The continuous rain in the coal mining areas the last to months affected despatches, the Power Ministry said, adding they have picked up since. On October 4, the total number of rakes despatched was 263 which is 15 more than the previous day’s. Despatches are expected to increase further, it said.

Union Power Minister RK Singh said the coal demand has increased and that the government was trying to meet it. The Coal Ministry is said to have raised the issue with Coal India Ltd.

Stocks with power plants

On October 3, the average stock of coal in power plants was for about four days. The Central Electricity Authority (CEA) website shows that of the 135 power stations, 17 plants, with a total capacity of 21,325 MW, have zero day stock; 20 (22,550 MW) have one day stock; 20 (29,960 MW) have two days stock and another 19 (22,000 MW) have three days stock left as on October 3. At the same time last year, only some 15 plants with total capacity of 18,192 MW were in critical/super-critical coal stock position (holding less than six days stock).
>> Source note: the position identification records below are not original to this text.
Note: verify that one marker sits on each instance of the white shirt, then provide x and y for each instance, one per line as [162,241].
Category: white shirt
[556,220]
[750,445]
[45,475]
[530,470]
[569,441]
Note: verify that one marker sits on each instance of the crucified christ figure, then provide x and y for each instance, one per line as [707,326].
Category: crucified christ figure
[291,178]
The demand for power has been increasing from August, when the electricity consumption was 124 Billion Unit (BU) against August 2019’s 106 BU (before the Covid). This is an increase of almost 20 per cent, according to the government.

Avoidable crisis

To manage coal stocks and ensure equitable distribution, the Power Ministry has constituted a Core Management Team, which is closely monitoring and managing the fuel on daily basis and ensuring follow-up action with Coal India and the Railways to improve supplies to power plants.

According to industry sources, the crisis could have been averted. A number of plants did not build up coal stocks before the monsoon. The non-payments of coal dues by States such as Maharashtra, Rajasthan, Tamil Nadu, Uttar Pradesh and Madhya Pradesh also resulted in inadequate supplies.
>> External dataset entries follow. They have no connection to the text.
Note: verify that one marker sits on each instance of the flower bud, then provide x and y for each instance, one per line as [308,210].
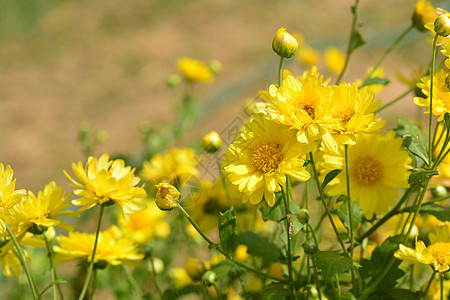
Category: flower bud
[166,196]
[212,142]
[284,44]
[442,24]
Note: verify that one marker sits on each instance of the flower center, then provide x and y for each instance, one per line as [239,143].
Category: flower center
[266,157]
[368,170]
[440,251]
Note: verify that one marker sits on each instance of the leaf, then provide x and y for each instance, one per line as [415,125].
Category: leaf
[331,262]
[420,176]
[330,176]
[258,246]
[375,80]
[414,139]
[227,228]
[356,212]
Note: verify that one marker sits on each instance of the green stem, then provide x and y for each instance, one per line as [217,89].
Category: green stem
[23,261]
[289,250]
[350,41]
[91,263]
[56,287]
[322,198]
[378,64]
[230,258]
[279,70]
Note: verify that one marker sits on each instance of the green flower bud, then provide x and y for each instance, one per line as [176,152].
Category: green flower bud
[442,24]
[284,44]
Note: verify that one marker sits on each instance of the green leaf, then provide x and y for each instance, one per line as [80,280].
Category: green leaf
[356,212]
[420,176]
[258,246]
[330,176]
[414,139]
[375,80]
[227,228]
[331,262]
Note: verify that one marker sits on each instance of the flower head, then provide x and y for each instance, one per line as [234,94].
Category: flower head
[378,167]
[104,181]
[258,162]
Coal India claims that it has ramped up supplies to thermal power plants by nearly 12 per cent annually. The state-owned miner had been requesting Gencos from October 2020 to shore up stocks, instead of regulating intake. Maintaining the CEA-prescribed 22-day normative stock rule could have averted the situation, too.

According to Ashok Kumar Khurana, Director-General, Association of Power Producers, advance preparation and ensuring sufficient stocks ahead of monsoons is a “well known strategy. The situation that we are witnessing August onwards raises obvious questions. If you see, thermal plants in previous months had not done very high level of generation and PLF. When needed there is a let down by fuel supplier necessitating costly imports.”